At dusk on the narrow downtown street of Lima now, the cholos roast chicken livers on sticks over little black coal stoves and sell them for a few centavos. Along the throbbing Jiron de la Union, Lima’s busiest street, these entrepreneurs hawk rope bags, plastic covers, toys that make the noise of wild birds, cheap leather pocketbooks, magazines, and a thousand knicknacks that roll, squeal, and turn somersaults. In the barriadas they are equally competitive and imaginative: a common sight is a home generator from which a cholo rents electricity to his neighbors.
“Twenty years ago this was a Spanish city,” noted Dr. José Matos, head of the department of anthropology at Lima’s San Marcos University. “No more. Today it has an Indian flavor. The whole atmosphere has changed.”
It started, he went on, after World War II; by 1962 every one of seven presidential candidates was going out to the villages, for the first time in history, talking about change, about the new Peru, and about such formerly untouchable subjects as land reform. Meanwhile, a great coming and going had started between the mountains and the coast.
At first they moved into the cities, into the callejones, or big apartment slums. Later they organized themselves and began moving out to the government land in the deserts around the cities. They depended upon each other and worked together effectively in a country where mutual distrust has always been the rule.
Squatters’ rights
At night there would be only the empty sand, looking astonishingly like the Sahara. In the morning, there would be an entire city of several hundred mat houses, usually with a Peruvian flag flying, all standing bravely against society. There were many killings by police, but in the end Lima capitulated to its cholos. In 1961 the barriada law was passed giving squatters legal title to the land. Now the barriadas are there to stay. The woven mat houses are giving way to permanent cement houses which the cholos have built themselves.
The cholos are inveterate joiners. In Lima alone they have 670 registered provincial aid clubs, usually with offices that remind one of the German Hod Carriers or the Polish Alliance. They tend to be skeptical and critical of society, and there is the sense about them that they, or at least their children, are not going to put up with the status quo.
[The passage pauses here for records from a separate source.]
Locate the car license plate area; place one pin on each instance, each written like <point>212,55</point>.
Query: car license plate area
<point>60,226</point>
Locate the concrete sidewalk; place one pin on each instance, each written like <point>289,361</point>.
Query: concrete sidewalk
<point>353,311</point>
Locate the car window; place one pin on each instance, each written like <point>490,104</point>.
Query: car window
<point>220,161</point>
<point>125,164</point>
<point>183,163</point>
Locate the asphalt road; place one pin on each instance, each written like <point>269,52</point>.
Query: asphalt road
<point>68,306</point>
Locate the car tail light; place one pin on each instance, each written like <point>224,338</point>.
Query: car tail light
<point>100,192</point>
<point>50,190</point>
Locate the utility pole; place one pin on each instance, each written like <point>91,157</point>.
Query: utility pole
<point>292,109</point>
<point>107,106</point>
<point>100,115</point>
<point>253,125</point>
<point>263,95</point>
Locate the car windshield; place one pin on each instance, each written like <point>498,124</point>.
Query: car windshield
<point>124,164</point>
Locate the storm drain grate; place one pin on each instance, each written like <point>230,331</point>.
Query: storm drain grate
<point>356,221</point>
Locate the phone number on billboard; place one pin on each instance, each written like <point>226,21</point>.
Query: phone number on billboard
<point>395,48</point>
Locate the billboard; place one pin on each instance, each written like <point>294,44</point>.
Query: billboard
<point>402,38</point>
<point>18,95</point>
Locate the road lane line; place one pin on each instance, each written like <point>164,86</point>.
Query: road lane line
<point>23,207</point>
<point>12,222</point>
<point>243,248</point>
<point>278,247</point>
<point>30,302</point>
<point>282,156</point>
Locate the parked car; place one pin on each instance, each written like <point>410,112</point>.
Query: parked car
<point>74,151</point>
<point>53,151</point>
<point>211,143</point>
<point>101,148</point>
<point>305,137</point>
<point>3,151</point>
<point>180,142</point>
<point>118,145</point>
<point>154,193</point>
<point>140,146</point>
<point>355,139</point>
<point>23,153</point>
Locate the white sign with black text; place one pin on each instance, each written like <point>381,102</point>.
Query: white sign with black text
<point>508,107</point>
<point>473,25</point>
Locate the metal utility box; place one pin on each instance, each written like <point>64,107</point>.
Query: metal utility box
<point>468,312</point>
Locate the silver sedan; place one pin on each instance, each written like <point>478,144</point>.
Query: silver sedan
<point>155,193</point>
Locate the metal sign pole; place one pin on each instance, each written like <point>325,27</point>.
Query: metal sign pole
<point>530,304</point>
They are surprisingly democratically oriented. This stems in part from the old communities, where every voice is heard. Long before the last municipal elections they were electing their own barriada mayors — spontaneously and without outside help or hindrance. They also have learned, apparently spontaneously, how to picket and protest. On almost any day you can see a barriada delegation walking downtown to the newspapers, with huge banners that stretch across whole streets asking for water or sanitation in the barriadas. This generation is largely interested in their homes and in establishing themselves on the coast; the next generation, experts say, will be the revolutionary one.